Cannellini Bean And Radicchio Salad With Tuna
If you want to add more gluten free and dairy free recipes to your repertoire, Cannellini Bean And Radicchio Salad With Tuna might be a recipe you should try. One serving contains 797 calories, 40g of protein, and 50g of fat. For $2.72 per serving, this recipe covers 38% of your daily requirements of vitamins and minerals. This recipe serves 2. 12 people were glad they tried this recipe. A couple people really liked this main course. A mixture of kosher salt, black pepper, dijon mustard, and a handful of other ingredients are all it takes to make this recipe so delicious. It is brought to you by Bon Appetit. From preparation to the plate, this recipe takes approximately 45 minutes. Taking all factors into account, this recipe earns a spoonacular score of 98%, which is spectacular. Similar recipes include Tunan and Cannellini Bean Salad, Cannellini Bean and Tuna Salad, and White Bean and Tuna Salad with Radicchio.
Servings: 2
Ingredients:
2 cups baby arugula
Freshly ground black pepper
1 (15-oz.) can cannellini beans, drained
1 Tbsp Dijon mustard
1/2 garlic clove
Kosher salt
2 Tbsps fresh lemon juice
1 cup low-salt chicken broth or water
1 (5-oz.) can olive oil-packed tuna, drained, broken into large chunks
6 Tbsps olive oil
2 cups radicchio (preferably Treviso), cut into long pieces
1 sprig rosemary
Equipment:
knife
bowl
whisk
sauce pan
frying pan
Cooking instruction summary:
Using the side of a knife, crush garlic with a pinch of salt until it becomes pasty. Transfer to a small bowl. Add lemon juice and mustard and whisk to combine. Gradually whisk in oil until well blended. Season to taste with salt and pepper. Set dressing aside. Combine beans, broth, and rosemary sprig in a medium saucepan over medium heat. Bring to a boil, reduce heat, and simmer until nearly all liquid has evaporated. Remove from heat. Add arugula, radicchio, and 4 Tbsp. dressing to pan with beans. Stir just to combine and immediately divide between two plates. Top with tuna and additional dressing, if desired.
Step by step:
1. Using the side of a knife, crush garlic with a pinch of salt until it becomes pasty.

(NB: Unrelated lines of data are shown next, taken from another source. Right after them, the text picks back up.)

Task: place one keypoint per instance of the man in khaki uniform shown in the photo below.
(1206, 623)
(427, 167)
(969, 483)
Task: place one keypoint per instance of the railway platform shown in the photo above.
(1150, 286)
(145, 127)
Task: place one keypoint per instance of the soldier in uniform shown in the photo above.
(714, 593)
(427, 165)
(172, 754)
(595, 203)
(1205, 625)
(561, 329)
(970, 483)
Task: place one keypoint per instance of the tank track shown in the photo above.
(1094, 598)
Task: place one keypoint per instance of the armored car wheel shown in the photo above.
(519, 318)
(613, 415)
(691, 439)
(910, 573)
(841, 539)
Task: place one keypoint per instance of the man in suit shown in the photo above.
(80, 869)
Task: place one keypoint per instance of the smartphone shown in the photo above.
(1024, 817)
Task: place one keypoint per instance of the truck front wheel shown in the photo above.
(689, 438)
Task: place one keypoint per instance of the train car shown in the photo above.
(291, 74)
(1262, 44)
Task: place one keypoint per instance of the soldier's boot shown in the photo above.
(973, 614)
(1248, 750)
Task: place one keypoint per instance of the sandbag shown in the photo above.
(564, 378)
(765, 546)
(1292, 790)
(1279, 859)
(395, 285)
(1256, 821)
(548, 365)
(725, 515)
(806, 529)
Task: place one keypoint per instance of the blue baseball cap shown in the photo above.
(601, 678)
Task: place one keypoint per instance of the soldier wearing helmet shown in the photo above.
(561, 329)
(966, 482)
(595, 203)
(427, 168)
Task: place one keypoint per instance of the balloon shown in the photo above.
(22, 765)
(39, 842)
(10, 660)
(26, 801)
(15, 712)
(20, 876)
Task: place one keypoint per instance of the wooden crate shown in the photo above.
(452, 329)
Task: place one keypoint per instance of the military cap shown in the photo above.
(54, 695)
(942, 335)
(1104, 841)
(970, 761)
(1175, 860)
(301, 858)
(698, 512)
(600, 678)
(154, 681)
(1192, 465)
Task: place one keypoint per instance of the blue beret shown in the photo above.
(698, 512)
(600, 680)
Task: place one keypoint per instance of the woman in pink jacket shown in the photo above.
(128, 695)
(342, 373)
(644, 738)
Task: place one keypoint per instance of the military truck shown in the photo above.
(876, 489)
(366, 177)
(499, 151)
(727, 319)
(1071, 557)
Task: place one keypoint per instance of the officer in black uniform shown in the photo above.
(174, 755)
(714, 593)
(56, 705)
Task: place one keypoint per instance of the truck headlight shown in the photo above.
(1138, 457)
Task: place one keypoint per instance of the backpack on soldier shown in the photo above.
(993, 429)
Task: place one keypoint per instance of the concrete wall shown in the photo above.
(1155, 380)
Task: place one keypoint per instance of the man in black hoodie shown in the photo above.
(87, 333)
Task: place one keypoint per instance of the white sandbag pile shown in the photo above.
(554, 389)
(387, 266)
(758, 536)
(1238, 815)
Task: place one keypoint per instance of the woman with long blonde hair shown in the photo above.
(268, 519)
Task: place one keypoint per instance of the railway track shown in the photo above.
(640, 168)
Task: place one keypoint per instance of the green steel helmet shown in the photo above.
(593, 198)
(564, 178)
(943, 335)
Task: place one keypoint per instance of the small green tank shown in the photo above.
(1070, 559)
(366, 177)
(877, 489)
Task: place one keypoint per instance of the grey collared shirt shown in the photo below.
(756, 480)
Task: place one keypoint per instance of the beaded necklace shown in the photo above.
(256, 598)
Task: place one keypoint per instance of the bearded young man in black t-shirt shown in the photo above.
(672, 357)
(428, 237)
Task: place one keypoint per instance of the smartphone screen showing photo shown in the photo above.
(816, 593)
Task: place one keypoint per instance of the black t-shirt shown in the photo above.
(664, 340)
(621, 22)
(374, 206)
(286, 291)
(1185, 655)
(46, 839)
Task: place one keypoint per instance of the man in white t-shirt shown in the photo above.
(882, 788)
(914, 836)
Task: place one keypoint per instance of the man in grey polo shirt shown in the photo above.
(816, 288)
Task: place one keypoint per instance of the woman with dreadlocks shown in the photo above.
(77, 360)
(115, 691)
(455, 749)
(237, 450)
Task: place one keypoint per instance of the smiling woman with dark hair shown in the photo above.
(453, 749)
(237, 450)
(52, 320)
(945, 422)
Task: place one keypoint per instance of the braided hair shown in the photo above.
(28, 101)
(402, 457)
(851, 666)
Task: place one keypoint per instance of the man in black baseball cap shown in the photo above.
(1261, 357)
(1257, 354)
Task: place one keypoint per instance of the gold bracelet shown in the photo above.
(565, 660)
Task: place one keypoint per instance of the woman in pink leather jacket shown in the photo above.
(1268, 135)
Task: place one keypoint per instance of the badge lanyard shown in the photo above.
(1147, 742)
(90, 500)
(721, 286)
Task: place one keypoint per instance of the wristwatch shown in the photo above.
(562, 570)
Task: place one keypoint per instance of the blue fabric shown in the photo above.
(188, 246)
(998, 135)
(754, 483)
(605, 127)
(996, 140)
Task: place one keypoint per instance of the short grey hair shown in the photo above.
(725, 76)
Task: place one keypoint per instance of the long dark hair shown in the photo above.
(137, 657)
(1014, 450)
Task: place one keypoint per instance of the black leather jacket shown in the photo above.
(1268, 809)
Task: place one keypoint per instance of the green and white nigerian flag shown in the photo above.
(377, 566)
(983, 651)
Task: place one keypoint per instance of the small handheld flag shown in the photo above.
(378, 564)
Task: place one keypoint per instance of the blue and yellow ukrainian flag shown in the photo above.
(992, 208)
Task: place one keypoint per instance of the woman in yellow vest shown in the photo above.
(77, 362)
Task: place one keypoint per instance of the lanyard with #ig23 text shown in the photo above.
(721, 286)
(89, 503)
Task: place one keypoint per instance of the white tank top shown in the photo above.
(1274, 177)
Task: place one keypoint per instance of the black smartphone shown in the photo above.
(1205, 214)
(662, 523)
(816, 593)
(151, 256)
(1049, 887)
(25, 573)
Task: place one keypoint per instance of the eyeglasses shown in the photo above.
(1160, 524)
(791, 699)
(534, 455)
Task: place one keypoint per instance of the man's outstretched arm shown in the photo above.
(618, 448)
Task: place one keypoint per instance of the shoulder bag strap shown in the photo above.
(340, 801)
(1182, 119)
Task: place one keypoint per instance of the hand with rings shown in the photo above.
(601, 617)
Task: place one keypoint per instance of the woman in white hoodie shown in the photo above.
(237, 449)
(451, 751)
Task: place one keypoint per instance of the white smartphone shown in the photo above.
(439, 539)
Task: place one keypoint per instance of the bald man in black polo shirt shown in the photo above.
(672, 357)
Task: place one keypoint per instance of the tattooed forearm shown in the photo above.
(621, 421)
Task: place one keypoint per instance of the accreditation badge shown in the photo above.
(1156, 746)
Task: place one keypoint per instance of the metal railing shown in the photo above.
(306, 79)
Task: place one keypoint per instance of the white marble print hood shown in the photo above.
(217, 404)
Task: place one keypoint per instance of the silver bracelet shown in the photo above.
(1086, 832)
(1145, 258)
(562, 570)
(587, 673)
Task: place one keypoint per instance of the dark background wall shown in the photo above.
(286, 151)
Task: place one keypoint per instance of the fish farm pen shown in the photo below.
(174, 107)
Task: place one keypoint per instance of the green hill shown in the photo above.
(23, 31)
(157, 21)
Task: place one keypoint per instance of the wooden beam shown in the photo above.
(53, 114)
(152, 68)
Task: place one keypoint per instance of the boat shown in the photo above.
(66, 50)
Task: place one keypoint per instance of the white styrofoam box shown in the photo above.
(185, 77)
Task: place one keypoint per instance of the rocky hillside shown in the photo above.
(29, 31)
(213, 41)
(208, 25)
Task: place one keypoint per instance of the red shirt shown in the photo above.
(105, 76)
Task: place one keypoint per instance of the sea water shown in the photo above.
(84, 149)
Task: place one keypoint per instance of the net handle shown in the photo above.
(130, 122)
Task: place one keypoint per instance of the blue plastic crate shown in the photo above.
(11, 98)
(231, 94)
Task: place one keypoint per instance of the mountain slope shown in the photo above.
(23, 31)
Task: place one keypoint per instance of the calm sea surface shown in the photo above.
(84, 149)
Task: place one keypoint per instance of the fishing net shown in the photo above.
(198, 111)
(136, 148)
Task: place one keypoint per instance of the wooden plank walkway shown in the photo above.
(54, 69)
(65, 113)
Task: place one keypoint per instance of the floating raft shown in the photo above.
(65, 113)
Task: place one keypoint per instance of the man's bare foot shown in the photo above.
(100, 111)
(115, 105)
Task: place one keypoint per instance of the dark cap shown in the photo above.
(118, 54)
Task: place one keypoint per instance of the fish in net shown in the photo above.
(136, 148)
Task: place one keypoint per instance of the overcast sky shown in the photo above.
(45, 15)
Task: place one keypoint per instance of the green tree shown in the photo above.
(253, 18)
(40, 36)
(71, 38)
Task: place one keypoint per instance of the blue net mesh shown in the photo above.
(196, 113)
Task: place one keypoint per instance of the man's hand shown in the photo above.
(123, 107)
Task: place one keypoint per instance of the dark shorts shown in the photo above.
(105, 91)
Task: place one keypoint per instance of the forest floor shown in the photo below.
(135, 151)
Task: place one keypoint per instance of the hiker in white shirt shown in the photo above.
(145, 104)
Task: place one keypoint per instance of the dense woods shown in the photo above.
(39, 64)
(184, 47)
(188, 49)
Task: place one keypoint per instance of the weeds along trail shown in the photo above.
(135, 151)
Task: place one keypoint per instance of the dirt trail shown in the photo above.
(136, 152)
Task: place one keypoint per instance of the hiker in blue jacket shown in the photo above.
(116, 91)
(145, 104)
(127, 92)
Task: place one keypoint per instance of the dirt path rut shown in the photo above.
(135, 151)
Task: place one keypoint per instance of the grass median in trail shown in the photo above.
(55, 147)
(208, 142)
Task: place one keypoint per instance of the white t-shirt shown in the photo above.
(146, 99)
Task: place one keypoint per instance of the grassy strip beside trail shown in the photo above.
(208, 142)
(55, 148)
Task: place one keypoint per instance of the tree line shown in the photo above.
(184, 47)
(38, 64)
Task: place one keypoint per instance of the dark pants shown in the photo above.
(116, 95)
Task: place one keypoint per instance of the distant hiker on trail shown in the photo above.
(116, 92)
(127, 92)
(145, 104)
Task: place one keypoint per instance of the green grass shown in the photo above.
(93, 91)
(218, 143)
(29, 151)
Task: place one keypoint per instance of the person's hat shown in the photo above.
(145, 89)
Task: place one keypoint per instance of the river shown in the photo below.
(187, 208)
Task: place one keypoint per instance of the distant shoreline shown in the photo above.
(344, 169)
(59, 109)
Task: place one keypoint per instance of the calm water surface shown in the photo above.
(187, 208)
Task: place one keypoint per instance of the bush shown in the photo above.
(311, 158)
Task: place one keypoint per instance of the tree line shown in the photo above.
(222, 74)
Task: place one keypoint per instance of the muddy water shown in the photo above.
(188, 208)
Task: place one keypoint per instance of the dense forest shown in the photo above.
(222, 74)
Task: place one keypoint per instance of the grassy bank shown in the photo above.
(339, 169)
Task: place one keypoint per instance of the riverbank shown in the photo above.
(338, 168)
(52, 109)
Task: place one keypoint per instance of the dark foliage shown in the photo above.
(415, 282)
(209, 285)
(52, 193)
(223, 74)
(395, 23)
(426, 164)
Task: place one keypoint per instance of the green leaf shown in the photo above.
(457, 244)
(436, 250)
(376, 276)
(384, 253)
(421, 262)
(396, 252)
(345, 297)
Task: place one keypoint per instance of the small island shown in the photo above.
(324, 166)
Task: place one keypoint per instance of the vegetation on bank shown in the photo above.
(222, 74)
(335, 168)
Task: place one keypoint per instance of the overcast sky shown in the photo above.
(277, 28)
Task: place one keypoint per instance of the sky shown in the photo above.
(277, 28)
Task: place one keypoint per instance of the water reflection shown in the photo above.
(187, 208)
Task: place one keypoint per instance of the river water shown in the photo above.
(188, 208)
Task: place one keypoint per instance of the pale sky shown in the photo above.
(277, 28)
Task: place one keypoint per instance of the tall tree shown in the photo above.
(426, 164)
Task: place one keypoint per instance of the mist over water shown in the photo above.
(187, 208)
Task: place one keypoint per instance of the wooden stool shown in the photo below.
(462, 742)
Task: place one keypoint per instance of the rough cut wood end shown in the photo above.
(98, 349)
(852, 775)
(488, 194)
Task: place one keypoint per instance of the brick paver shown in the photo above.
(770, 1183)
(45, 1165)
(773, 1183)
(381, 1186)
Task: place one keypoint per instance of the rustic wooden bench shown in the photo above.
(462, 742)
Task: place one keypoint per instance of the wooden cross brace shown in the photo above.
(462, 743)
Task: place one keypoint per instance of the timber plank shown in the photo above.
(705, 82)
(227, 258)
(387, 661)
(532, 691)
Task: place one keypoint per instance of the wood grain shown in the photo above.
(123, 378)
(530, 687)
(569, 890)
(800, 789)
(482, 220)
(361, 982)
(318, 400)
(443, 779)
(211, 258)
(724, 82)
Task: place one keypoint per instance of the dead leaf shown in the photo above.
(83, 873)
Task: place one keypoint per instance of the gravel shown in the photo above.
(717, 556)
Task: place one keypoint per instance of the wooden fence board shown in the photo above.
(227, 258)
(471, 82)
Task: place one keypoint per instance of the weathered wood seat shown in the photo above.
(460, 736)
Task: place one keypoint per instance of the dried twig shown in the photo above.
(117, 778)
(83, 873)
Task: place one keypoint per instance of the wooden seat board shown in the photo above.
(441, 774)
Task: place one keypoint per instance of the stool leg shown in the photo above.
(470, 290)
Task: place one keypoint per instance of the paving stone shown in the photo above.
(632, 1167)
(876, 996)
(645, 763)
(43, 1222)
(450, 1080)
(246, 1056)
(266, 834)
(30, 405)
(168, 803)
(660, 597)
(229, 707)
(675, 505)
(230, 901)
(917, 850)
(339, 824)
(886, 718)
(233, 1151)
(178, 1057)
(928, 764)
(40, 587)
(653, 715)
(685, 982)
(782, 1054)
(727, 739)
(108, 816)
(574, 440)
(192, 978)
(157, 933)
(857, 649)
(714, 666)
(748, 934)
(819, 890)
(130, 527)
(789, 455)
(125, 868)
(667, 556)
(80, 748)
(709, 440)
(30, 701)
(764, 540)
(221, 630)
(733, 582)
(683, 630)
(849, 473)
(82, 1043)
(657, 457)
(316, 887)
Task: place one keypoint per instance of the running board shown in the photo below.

2. Transfer to a small bowl.
3. Add lemon juice and mustard and whisk to combine. Gradually whisk in oil until well blended. Season to taste with salt and pepper. Set dressing aside.
4. Combine beans, broth, and rosemary sprig in a medium saucepan over medium heat. Bring to a boil, reduce heat, and simmer until nearly all liquid has evaporated.
5. Remove from heat.
6. Add arugula, radicchio, and 4 Tbsp. dressing to pan with beans. Stir just to combine and immediately divide between two plates. Top with tuna and additional dressing, if desired.